- Meany, Miny, and Moe as seen in The Golfers
- First appearance: Monkey Wretches (1935)
- Last appearance: The Air Express (1937)
- Created by: Walter Lantz
- Voiced by: Mel Blanc (The Stevedores; drunk singing) Danny Webb (Ostrich Feathers; explorer voice)

In-universe information
- Species: Monkeys
- Gender: Males

= Meany, Miny, and Moe =

Meany, Miny, and Moe are animated characters created by Walter Lantz, who made their first appearance in the Oswald the Lucky Rabbit cartoon Monkey Wretches (1935). Their final animated appearance was in 1937 in The Air Express.

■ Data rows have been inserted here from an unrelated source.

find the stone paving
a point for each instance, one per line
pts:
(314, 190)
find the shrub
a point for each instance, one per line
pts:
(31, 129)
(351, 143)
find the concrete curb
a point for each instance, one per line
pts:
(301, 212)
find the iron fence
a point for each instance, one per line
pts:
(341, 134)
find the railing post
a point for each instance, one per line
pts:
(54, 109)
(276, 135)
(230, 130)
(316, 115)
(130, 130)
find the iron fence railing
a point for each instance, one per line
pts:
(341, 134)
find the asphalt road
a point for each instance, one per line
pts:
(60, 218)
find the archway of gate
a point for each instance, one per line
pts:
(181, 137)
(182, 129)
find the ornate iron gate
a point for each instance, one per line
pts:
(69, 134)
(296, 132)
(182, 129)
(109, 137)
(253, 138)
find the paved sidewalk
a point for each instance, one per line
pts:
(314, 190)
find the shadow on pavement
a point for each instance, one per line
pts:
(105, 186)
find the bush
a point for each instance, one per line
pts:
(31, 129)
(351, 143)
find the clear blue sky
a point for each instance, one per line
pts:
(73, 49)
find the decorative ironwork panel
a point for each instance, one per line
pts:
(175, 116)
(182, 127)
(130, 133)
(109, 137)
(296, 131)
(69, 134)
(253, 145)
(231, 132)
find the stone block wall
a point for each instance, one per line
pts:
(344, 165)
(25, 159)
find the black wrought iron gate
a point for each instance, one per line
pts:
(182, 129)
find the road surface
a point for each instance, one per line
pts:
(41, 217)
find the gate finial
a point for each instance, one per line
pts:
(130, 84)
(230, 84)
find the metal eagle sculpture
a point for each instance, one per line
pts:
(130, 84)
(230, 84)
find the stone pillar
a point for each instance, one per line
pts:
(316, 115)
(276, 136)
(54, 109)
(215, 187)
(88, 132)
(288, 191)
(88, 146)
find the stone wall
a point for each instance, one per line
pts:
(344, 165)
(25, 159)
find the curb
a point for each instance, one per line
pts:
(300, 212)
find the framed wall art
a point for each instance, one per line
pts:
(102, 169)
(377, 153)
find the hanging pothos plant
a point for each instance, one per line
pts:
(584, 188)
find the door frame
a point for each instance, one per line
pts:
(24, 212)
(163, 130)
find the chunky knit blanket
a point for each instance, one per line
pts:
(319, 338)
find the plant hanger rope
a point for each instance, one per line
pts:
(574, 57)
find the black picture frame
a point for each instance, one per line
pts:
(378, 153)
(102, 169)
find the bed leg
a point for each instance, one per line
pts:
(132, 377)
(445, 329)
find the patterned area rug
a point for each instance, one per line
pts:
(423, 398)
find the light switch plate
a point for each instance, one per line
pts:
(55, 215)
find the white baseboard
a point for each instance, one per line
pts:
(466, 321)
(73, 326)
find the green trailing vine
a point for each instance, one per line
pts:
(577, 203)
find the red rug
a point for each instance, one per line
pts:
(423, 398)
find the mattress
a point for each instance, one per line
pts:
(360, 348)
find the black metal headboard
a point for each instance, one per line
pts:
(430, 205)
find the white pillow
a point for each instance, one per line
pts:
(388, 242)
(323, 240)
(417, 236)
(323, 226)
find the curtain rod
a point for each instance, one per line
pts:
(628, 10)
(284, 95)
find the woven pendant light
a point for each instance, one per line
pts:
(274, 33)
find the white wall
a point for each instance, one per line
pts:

== Personalities and development ==
According to their theme song, the trio are "just three monkeys from the sticks / just a bunch of jungle hicks / but they know a lot of tricks". At first portrayed as unclothed identical triplets in the Oswald cartoons, the monkeys began wearing clothes and behaving individually when they graduated to their own series. Meany is a wannabe tough guy, often bullying his shyer, clumsier brothers. In animation, the trio rarely speak coherent English, instead rapidly gibbering in an imitation of real-life monkeys.

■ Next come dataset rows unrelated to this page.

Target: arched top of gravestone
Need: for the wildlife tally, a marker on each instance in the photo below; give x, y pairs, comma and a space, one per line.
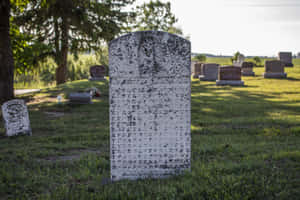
145, 54
16, 118
97, 71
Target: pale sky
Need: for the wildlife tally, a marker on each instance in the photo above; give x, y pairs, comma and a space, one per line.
253, 27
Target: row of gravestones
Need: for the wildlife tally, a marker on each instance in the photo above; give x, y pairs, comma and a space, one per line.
150, 105
231, 75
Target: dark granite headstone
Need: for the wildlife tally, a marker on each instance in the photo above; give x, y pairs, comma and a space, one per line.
286, 58
274, 69
150, 105
230, 75
16, 118
97, 72
247, 69
209, 72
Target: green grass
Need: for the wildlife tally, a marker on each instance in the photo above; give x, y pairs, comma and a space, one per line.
245, 145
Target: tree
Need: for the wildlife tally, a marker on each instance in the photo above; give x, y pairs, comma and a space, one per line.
71, 26
155, 15
6, 56
200, 58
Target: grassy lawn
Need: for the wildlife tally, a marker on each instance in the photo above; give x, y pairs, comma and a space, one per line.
245, 145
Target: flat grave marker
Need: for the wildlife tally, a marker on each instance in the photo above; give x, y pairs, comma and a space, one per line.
247, 69
286, 58
274, 69
209, 72
97, 73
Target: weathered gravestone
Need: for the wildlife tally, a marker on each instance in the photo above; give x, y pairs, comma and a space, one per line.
274, 69
150, 105
97, 73
209, 72
16, 118
286, 58
230, 75
239, 61
196, 69
247, 69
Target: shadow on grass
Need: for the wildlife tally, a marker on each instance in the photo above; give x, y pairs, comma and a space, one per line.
232, 107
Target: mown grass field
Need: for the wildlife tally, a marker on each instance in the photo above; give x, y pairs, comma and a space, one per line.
245, 145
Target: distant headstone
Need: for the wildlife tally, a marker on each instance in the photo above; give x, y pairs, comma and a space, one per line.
274, 69
247, 69
230, 75
150, 105
16, 118
239, 61
196, 70
97, 73
80, 98
286, 58
209, 72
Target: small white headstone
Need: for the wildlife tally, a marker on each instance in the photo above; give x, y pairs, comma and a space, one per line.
16, 118
150, 105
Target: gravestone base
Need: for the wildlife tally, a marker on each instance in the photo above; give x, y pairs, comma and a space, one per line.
97, 79
248, 73
274, 75
230, 82
204, 78
80, 98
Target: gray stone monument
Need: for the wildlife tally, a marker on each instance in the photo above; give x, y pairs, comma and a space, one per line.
16, 118
230, 75
97, 73
286, 58
209, 72
196, 69
274, 69
150, 105
247, 69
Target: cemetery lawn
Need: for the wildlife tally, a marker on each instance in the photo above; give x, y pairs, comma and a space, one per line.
245, 145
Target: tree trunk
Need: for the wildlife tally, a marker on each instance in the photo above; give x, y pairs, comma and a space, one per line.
6, 56
61, 71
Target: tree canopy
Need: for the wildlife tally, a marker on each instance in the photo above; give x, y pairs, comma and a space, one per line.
70, 26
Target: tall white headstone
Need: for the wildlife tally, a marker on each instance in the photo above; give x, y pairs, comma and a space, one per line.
16, 118
150, 105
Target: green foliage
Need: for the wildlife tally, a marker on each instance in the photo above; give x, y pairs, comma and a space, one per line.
69, 26
155, 15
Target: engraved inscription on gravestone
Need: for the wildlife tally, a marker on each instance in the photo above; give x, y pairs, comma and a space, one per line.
274, 69
150, 105
16, 118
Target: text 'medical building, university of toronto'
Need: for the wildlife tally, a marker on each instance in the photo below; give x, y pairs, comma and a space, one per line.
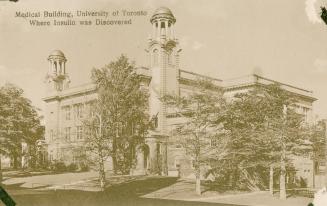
66, 107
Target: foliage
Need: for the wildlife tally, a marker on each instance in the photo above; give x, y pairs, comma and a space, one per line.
200, 113
120, 120
72, 167
264, 130
59, 166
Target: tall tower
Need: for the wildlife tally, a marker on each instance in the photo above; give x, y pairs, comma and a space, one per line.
57, 78
163, 54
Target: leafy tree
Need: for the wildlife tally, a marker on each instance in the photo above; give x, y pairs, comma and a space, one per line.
19, 122
120, 114
199, 125
265, 131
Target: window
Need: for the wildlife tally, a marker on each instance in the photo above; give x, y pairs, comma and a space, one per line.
67, 133
177, 162
213, 142
155, 57
79, 132
67, 112
51, 135
78, 109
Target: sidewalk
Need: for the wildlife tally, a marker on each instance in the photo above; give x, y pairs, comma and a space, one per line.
184, 190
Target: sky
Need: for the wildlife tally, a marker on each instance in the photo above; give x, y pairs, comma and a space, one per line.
284, 40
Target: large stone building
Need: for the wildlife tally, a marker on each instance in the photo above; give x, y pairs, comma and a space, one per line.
66, 107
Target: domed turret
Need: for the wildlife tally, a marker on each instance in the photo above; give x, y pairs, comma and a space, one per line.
163, 13
57, 70
162, 22
57, 63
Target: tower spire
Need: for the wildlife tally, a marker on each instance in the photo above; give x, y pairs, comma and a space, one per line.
57, 76
163, 22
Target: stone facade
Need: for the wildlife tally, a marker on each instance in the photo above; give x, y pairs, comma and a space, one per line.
66, 107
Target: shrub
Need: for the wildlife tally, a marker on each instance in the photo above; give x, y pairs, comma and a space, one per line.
59, 167
83, 167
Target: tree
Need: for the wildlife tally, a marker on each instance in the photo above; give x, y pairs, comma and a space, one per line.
265, 131
199, 113
120, 113
19, 122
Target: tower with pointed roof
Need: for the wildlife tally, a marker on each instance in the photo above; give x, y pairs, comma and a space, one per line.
57, 78
163, 55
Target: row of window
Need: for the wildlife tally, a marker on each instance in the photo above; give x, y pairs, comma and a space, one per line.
68, 133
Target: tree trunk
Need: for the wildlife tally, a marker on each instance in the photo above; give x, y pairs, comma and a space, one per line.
164, 160
114, 156
271, 180
282, 180
197, 180
15, 161
102, 175
0, 172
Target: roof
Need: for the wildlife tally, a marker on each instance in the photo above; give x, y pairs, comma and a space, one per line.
254, 79
57, 53
163, 10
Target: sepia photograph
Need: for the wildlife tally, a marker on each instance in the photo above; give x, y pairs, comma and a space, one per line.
172, 102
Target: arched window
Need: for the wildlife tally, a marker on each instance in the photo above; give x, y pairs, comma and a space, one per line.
55, 63
155, 57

While usually depicted as monkeys with tails, the three brothers are occasionally drawn tailless, making them look more like chimpanzees.

== List of appearances ==

| No. | Title | Release date | Notes |
|---|---|---|---|
| N/A. | "Monkey Wretches" | November 11, 1935 | In an Oswald the Lucky Rabbit cartoon. The first appearance of Meany, Miney and Moe. |
| N/A. | "Beauty Shoppe" | March 30, 1936 | In an Oswald the Lucky Rabbit cartoon |
| N/A. | "Farming Fools" | May 25, 1936 | In an Oswald the Lucky Rabbit cartoon |
| N/A. | "Battle Royal" | June 22, 1936 | In an Oswald the Lucky Rabbit cartoon |
| 1 | "Turkey Dinner" | November 30, 1936 | The first Meany, Miny and Moe cartoon |
| 2 | "Knights For The Day" | December 25, 1936 |  |
| 3 | "The Golfers" | January 11, 1937 |  |
| 4 | "House Of Magic" | February 8, 1937 |  |
| 5 | "The Big Race" | March 8, 1937 |  |
| 6 | "The Lumber Camp" | March 15, 1937 |  |
| 7 | "The Steel Workers" | April 26, 1937 |  |
| 8 | "The Stevedores" | May 24, 1937 | The first cartoon that the characters speak. |
| 9 | "The Country Store" | July 5, 1937 |  |
| 10 | "Firemen's Picnic" | August 16, 1937 |  |
| 11 | "The Rest Resort" | August 23, 1937 |  |
| 12 | "Ostrich Feathers" | September 6, 1937 |  |
| 13 | "The Air Express" | September 20, 1937 | The last Meany, Miny, and Moe cartoon. The last appearance of Meany, Miney and Moe. |

== Comic appearances ==
In the later Lantz comic books Woody Woodpecker Back to School #1 and 2 (1952–53), the three monkeys starred in comic stories of their own. The spelling of their names changed to Meeny, Miney and (sometimes) Mo. In the comics, the trio spoke English in a style roughly mimicking the Three Stooges. While Meeny's name no longer exactly matched the word "meany", he was still portrayed as a wannabe tough guy.